Jesse Akman and Betty Garrison present at Beyond The Numbers Conference at the St. Louis Federal Reserve, a biennial conference that addresses the challenges of economic information.

On Nov. 10, Jesse Akman, health and life sciences librarian and assistant librarian, and Betty Garrison, business research librarian and assistant librarian, presented “A Case Study of A North Carolina Mill Community: Using Archival Collections to Understand Economic Decline and Renewal” at the Beyond The Numbers Conference at the Federal Reserve Bank of St. Louis. Beyond the Numbers is the Federal Reserve’s biannual economic data conference, and 2022 was its first in-person gathering since 2018.

The talk focused on ways to help Elon students become community members in Alamance County rather than temporary visitors by utilizing collections found in the Elon Archives.
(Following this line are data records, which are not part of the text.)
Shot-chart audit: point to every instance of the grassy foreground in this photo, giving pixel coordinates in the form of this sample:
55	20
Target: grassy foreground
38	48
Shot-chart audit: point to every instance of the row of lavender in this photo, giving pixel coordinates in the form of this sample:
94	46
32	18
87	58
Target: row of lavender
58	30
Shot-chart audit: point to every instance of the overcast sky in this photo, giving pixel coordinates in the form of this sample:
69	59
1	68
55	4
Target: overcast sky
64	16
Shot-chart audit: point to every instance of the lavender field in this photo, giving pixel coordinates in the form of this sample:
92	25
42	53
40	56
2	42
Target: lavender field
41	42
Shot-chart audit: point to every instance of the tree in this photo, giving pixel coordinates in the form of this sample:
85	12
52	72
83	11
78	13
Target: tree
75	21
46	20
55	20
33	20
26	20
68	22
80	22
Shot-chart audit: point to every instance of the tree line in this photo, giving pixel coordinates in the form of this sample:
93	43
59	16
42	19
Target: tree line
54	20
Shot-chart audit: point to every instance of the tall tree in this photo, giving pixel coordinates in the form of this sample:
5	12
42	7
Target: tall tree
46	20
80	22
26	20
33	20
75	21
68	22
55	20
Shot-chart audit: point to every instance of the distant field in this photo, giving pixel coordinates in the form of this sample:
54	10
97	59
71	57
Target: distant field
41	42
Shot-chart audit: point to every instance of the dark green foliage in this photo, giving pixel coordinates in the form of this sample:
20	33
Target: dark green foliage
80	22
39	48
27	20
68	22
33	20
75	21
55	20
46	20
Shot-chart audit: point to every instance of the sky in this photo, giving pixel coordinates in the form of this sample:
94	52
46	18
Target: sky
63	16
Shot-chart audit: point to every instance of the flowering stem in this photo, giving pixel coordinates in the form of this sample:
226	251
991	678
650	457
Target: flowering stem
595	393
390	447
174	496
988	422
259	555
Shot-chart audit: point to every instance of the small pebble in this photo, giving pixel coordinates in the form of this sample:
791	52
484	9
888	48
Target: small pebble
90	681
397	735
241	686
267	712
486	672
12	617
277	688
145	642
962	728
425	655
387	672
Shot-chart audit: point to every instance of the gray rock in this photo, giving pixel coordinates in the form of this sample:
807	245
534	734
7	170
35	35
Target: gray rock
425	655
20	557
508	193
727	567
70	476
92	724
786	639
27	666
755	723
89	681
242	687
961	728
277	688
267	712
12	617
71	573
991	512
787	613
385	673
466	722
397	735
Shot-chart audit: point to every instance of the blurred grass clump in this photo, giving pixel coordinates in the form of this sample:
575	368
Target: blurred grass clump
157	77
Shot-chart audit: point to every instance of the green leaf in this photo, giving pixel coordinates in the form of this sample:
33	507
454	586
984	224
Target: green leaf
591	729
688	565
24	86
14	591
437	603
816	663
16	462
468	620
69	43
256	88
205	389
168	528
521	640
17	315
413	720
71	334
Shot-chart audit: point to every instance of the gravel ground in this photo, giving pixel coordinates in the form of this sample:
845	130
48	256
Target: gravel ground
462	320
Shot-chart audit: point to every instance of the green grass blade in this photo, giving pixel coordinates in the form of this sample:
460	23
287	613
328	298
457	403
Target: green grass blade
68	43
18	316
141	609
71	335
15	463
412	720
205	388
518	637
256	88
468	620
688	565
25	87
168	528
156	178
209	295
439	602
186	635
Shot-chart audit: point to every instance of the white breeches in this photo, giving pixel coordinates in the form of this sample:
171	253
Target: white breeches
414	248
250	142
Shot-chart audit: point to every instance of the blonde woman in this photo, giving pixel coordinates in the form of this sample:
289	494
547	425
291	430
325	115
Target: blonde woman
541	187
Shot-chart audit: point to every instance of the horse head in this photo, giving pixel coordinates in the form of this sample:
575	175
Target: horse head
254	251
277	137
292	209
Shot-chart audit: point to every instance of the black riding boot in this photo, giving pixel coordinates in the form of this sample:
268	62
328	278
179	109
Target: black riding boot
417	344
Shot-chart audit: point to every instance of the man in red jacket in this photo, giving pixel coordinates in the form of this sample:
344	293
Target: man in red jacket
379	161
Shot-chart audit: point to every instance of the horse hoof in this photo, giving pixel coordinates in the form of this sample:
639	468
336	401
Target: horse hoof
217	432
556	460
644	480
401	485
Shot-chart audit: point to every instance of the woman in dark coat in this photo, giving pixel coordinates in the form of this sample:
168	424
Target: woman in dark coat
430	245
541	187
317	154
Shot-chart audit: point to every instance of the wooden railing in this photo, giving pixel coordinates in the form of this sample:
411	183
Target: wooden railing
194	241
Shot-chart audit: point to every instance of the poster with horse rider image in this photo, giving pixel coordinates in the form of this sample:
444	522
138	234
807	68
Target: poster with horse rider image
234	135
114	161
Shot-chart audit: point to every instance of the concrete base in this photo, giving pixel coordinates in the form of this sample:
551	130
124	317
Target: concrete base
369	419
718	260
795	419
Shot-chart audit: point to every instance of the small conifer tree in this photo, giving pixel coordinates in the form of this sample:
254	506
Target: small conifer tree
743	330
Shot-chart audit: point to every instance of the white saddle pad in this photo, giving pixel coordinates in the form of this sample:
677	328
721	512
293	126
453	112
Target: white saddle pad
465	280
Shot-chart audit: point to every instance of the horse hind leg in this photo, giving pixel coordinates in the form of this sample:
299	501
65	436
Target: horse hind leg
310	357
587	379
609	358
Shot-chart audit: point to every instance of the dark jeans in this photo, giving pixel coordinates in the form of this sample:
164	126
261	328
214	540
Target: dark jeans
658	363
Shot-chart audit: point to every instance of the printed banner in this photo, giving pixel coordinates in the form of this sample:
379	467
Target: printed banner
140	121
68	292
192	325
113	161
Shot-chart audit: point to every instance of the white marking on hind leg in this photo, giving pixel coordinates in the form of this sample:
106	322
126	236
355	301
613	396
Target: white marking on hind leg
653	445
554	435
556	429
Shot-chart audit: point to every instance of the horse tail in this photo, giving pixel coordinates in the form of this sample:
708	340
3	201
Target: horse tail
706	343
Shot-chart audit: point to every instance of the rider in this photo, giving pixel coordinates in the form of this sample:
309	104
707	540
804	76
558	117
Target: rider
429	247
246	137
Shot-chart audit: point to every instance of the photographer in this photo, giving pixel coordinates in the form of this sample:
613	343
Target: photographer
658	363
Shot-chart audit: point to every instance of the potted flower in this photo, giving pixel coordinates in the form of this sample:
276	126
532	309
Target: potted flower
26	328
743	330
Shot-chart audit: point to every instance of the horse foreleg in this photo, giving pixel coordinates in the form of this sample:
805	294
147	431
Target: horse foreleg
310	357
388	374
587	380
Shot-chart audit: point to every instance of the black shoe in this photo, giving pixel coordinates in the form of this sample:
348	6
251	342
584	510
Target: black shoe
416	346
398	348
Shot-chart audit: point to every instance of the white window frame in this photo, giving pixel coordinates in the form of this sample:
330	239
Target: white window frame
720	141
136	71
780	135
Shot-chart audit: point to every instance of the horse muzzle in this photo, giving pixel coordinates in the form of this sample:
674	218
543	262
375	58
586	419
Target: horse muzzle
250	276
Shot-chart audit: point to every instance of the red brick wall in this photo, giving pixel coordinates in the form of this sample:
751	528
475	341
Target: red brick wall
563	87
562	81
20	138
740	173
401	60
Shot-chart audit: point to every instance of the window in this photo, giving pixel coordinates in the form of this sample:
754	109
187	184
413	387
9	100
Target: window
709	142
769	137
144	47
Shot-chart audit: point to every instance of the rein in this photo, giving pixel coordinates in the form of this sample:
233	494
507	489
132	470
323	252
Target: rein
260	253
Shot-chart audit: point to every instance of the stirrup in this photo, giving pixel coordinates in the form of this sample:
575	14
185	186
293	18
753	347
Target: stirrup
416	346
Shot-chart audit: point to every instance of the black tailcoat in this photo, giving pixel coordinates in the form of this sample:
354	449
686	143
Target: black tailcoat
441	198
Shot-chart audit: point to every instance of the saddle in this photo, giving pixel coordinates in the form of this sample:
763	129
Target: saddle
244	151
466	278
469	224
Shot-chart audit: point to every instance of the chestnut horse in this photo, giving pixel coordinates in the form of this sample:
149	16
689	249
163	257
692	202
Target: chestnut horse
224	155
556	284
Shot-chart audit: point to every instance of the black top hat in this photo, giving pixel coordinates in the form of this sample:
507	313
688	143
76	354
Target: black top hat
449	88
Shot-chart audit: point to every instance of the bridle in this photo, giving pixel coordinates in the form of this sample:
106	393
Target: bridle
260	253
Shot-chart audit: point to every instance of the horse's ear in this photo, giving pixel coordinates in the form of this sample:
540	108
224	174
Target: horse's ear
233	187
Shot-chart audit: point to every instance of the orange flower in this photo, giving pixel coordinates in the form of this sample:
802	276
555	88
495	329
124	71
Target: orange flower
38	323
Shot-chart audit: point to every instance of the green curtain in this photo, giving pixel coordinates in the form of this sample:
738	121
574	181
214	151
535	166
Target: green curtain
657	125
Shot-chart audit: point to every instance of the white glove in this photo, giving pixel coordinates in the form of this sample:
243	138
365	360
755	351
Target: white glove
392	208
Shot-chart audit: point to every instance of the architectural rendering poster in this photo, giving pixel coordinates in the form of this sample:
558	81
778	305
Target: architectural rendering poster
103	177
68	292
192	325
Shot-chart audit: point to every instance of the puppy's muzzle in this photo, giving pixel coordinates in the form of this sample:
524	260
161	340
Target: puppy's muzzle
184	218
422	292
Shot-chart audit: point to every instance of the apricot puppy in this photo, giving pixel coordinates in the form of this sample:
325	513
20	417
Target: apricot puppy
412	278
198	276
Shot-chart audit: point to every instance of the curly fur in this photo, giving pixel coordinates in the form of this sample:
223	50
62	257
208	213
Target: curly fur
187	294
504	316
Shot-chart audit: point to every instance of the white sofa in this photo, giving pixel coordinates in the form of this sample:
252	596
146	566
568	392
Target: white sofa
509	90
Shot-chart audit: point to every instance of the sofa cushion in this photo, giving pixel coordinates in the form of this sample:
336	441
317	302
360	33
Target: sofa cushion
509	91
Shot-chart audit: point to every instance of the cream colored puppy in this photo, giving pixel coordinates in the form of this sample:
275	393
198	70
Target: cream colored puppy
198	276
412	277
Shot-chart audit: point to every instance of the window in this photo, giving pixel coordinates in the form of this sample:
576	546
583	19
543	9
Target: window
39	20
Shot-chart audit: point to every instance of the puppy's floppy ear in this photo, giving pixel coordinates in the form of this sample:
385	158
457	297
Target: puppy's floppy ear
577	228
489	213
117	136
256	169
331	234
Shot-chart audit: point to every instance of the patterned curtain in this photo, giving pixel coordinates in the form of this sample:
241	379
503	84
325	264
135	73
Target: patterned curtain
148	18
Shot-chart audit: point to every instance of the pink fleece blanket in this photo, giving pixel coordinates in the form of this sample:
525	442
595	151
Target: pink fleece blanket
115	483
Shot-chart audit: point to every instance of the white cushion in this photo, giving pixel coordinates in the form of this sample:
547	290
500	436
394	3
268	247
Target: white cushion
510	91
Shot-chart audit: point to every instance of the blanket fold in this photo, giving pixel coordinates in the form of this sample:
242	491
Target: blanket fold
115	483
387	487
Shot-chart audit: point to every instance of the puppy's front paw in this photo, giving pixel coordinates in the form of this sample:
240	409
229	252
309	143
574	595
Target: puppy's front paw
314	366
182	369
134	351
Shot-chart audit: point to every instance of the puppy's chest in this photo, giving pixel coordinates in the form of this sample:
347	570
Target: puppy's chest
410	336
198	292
Daily, students live, learn and pass by buildings named for Alamance industry leaders without realizing their significance. Akman and Garrison used the May Family Collection of papers and photographs found in Elon Archives to trace the industrial boom in Alamance County in the early 1900s, led by the textile industry, and through the lens of industry and community explained how the Alamance neighborhoods went through boom and bust to the becoming a bedroom community and enabling the revitalization of historic industrial neighborhoods like Glencoe Village.

Furthermore, their presentation advanced the conference’s goal of data-driven economic instruction by showing how these archival collections can help undergraduates situate current economic conditions in their historical contexts. Through these collections, they were able to trace the history of the regional textile industry from its origins in chattel slavery, to its explosion in the interwar synthetic fabrics boom, and finally its apogee and decline in postwar America.